The people. “Burners.”
“No Spectators” is a reference to the principle ethos of Burning Man. There is no attending as a passive observer – you are expected to be a part of it – to practice radical self-expression, and gifting, communal effort, and decommodification, among others. After a few days at Burning Man, I stopped noticing what I would otherwise consider “strange” in the default world – the naked people on bikes with goggles and bunny ears, stilt walkers, attractive men in tuxedos valet parking bicycles, or the person driving an octopus spurting fire. “Strange” becomes so varied and ubiquitous after the first few days, what truly stands out is not how people are dressed (although this is often just amazing), it is the constant surprise of kindness, generosity and creativity. Since the time is short, interactions with strangers are not done for credit or with any expectation of reciprocity. The environment is designed as a safe space for all forms of expression – as people engage in expression, it enhances the experience for everyone. We greet each other with hugs, we look into each other’s eyes without fear, without looking away. We embrace strangers and express love in the same way you would to a trusted friend. The love and trust come first, it is not feared or withheld. I hadn’t thought that much about it prior to Burning Man, but our default world interactions discourage public kindness, trust and generosity. These characteristics are associated with naivety and weakness. The expressions of sincere kindness and openness at Burning Man truly stand out. They made my heart physically grow. Until you feel this happen to you, it is very difficult to understand the joy that comes from an environment where it is safe to express this type of affection to strangers. I recommend reaching out to a stranger at the exhibit and initiating a kind interaction. In these spaces, people become the works of art as well.
The gift economy
Acquiring money is a dominant part of our daily lives and often a constant source of anxiety. For the week you spend at Burning Man this anxiety is not present. Your relationship with the environment and other people is not a series of economic transactions and networking opportunities to advance or succeed in the future. Instead the interactions in this environment are nearly opposite. The more generous you are, the more human joy you create. The currency in this gifting economy is a formula of creativity and generosity. This all happens in the present, without the expectation of return in the future. Until you have immersed yourself in this environment, it is very hard to explain how this feels. I observe this shift as an opportunity to see every person as an expression of art and beauty. Like the kinetic sculptures, the detail and love invested in the design of the temple, the people around you awaken as art. Interacting with them can bring you joy and wonder because they are free to express without fear.

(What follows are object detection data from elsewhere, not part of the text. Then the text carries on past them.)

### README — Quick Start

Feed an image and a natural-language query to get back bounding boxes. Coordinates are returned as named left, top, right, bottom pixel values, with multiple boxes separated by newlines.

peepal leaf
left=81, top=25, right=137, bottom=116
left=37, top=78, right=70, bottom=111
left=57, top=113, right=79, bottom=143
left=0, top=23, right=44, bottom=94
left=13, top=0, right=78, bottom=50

Serendipity and surprise encounters
The most magical experiences at Burning Man are discovered accidentally and feel more incredible because they are unexpected. When you arrive at a museum, you know that you are preparing to encounter something interesting. I go to museums in D.C. every weekend. I often cry in front of works of art and deeply appreciate the beauty of the story behind the works. However, Burning Man art is very different. Works of art appear sometimes as a mirage on the horizon. Like a dream or the feeling of first falling in love, it feels like an unexpectedly awakening. Since the artworks are positioned all over the playa, they require a journey. I love the feeling of discovery. Sometimes the works offer you shelter from dust storms and you have to hide inside with strangers. You meet beautiful people hanging on top of sculptures and dangling from them. Sometimes that person is the artist, sometimes that person is going to share a deeply personal experience with you. This is also an unexpected, truly beautiful happening.
The vastness of the landscape
The open skies of Burning Man make for unbelievable sunrise and sunsets, epic dance parties, and entirely different interactions with the art. During the day, artists play with light and materials to interact with either LEDs or natural light. The spaces can offer shelter from heat or wind. As different works of art burn over the course of the week at sunset, the glow of orange flames light up against darkening blue skies. Over the course of the week, people are covered in the dust from the landscape, and gradually become part of it. Another strange impression of Burning Man is that everyone is “dirty.” However, as someone who has experienced love in this environment, the dust feels like more of a conduit for feeling connected to the space and to each other.
The Temple burn
The temple is perhaps the most important structure at Burning Man. In this exhibit David Best transformed the Rubenstein salon into a temple-like art. However, at the real temple (built by David Best many times) people write on the walls, leave ephemera and photos of loved ones who have died over the past year. It serves as a mourning space to remember those who have passed. When experiencing this space, it is uniquely powerful to read the stories left by others and see them crying. There are no spaces like this for non-denominational mourning and empathy in the default world. It is a place free for deeply personal expression of emotion in a public environment. Again, the feelings of safety and love enable connections at the temple that are hard to explain. The mood is a sharp juxtaposition to the fun and lighthearted adventuring elsewhere at Burning Man. In this place you can feel the gravity. People walk slower as a sign of respect. At the end of the week, this structure is burned. The most profoundly beautiful experience I ever had at Burning Man was the first time I watched the temple burn. Nearly everyone at the burn observes it together in a circle, silently. This is the only time that it is quiet. 70,000 people sitting together in silence. Powerful. I realized at that moment that all of us had ventured to the temple. All of these people had gone to connect with the space and empathize with each other. In that sense, the temple becomes a collective work that means something deeply personal to each of us. Watching it burn together is a deeply emotional bonding experience that I will never forget.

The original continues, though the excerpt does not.